O&T: Jetzt wagen Sie sich an „Freax“ von Moritz Eggert. In Bonn haben Sie damals den Konflikt mit Christoph Schlingensief hautnah miterlebt.
Neundorff von Enzberg: Die „Freax“ sind eine Geschichte, bei der ich dachte: Das bin ich dem Moritz schuldig. Ich fand es damals sehr schade, dass es nicht stattgefunden hat. Schon damals konnte ich die Gründe von Christoph Schlingensief nachvollziehen. Das Ärgerliche war nur, dass er das zu spät gemerkt hat. Wir waren da schon zu weit. Beide, Eggert und Schlingensief, waren damals sehr kooperativ, auch wenn das die Presse gerne anders dargestellt hat. Ich glaube, jetzt haben wir eine Lösung gefunden, das Stück zu erzählen. Schlingensief war einfach zu nah an dem Thema dran. Er sagte: Kranke können keine Kranken darstellen – und wer sind denn jetzt eigentlich die Kranken? Und Gesunde können keine Kranken spielen. Das war für ihn nicht lösbar.
O&T: Aber die Frage hat sich in Regensburg auch wieder gestellt.
Neundorff von Enzberg: Nein, anders. Komplett anders. Wir haben eine Klammer gefunden, haben das Milieu der Kunst zum Zentrum gemacht. Wir wissen doch alle, dass, wenn drei Künstler in einem Raum sind, man nicht davon ausgehen kann, dass die sich alle lieben. Aber sie haben alle das selbe Thema. So werden wir das jetzt in „Freax“ aufziehen. Dass wir rauskommen aus dem Grundsatzgedanken, die einen sind anders und die anderen sind normal. Es ist für mich ein großes Experiment und tatsächlich auch die wichtigste Produktion, seit ich in Regensburg bin, weil sie eine so lange Vorgeschichte hat.

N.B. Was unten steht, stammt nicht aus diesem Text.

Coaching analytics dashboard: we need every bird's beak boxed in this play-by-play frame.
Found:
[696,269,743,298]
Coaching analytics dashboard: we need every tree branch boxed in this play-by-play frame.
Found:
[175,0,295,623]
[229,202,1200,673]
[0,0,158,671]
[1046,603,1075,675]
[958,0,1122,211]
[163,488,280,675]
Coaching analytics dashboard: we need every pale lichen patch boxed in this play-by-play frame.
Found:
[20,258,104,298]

O&T: Das ist alles sehr ambitioniert, wunderbar. In manchen Stücken gibt es ja viele kleine und kleinste Rollen. Manche Häuser besetzen diese mit Gästen, manche auch aus dem Kollektiv. Wie wird das in Regensburg gehandhabt?
Neundorff von Enzberg: Es war immer klar, dass das Ensemble die Basis meines Theaterverständnisses ist. „The Producers“ als aktuelles Beispiel ist komplett aus dem Haus besetzt. Wir haben auch eine „Carmen“ komplett aus dem Haus besetzt. Wir versuchen immer, die Leute weiterzubringen. Das ist nicht immer konfliktfrei, weil die manchmal natürlich Sachen singen wollen, die du nicht so siehst. Andererseits willst du ihnen Sachen geben, von denen sie glauben, dass es nichts für sie ist. Wir haben jetzt 13 Sängerinnen und Sänger. Für mich ist das Ensemble wichtig. Auch für so eine Struktur wie das Stadttheater Regensburg. Es muss eine Basis geben.

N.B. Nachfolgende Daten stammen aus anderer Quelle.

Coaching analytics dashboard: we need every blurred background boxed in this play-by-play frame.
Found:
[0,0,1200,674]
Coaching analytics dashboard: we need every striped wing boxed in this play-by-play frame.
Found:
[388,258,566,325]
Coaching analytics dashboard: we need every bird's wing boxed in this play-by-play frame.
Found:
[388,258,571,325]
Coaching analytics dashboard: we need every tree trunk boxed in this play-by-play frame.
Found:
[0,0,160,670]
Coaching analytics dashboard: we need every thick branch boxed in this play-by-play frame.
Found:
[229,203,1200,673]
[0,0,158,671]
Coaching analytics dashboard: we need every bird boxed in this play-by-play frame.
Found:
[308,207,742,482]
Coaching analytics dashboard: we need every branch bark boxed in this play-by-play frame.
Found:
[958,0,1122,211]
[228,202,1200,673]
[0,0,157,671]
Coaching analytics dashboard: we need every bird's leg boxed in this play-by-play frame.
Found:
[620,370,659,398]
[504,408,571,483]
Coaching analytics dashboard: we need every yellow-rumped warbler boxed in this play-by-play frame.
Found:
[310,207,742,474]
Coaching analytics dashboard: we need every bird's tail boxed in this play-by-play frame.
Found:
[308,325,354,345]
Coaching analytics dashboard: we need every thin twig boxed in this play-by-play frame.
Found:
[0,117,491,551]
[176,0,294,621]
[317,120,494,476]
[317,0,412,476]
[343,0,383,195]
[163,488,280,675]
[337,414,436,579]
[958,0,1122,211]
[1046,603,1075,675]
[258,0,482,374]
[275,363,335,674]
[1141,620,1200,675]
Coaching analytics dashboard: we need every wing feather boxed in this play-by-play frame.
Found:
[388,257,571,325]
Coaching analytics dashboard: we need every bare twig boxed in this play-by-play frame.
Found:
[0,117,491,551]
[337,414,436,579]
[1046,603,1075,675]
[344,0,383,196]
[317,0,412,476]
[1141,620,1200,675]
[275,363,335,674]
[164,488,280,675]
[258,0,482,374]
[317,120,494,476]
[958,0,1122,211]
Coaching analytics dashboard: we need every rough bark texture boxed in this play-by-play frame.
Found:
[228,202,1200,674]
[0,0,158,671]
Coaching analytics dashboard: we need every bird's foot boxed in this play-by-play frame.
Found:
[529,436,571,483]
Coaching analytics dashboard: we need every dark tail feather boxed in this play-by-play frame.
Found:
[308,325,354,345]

O&T: Besetzen Sie kleinere Rollen auch mal aus dem Chor?
Neundorff von Enzberg: Na klar.
O&T: Da gibt es ja auch enormes Potenzial.
Neundorff von Enzberg: Allerdings. Wir haben jetzt einen Sänger im Chor, der könnte eigentlich den Don José singen.
O&T: Wie bewerten Sie denn die Zusammenarbeit mit dem Chor?
Neundorff von Enzberg: Die ist sehr gut. Mit Alistair Lilley als Chordirektor haben wir einen unglaublichen Glücksgriff gelandet. Wir haben einen kleinen Chor mit nur 24 Sängerinnen und Sängern. Die sind aber alle von sehr hoher Qualität. Der Chor ist eine schlagkräftige Truppe.
O&T: Wie stehen Sie zu den Künstler-Gewerkschaften?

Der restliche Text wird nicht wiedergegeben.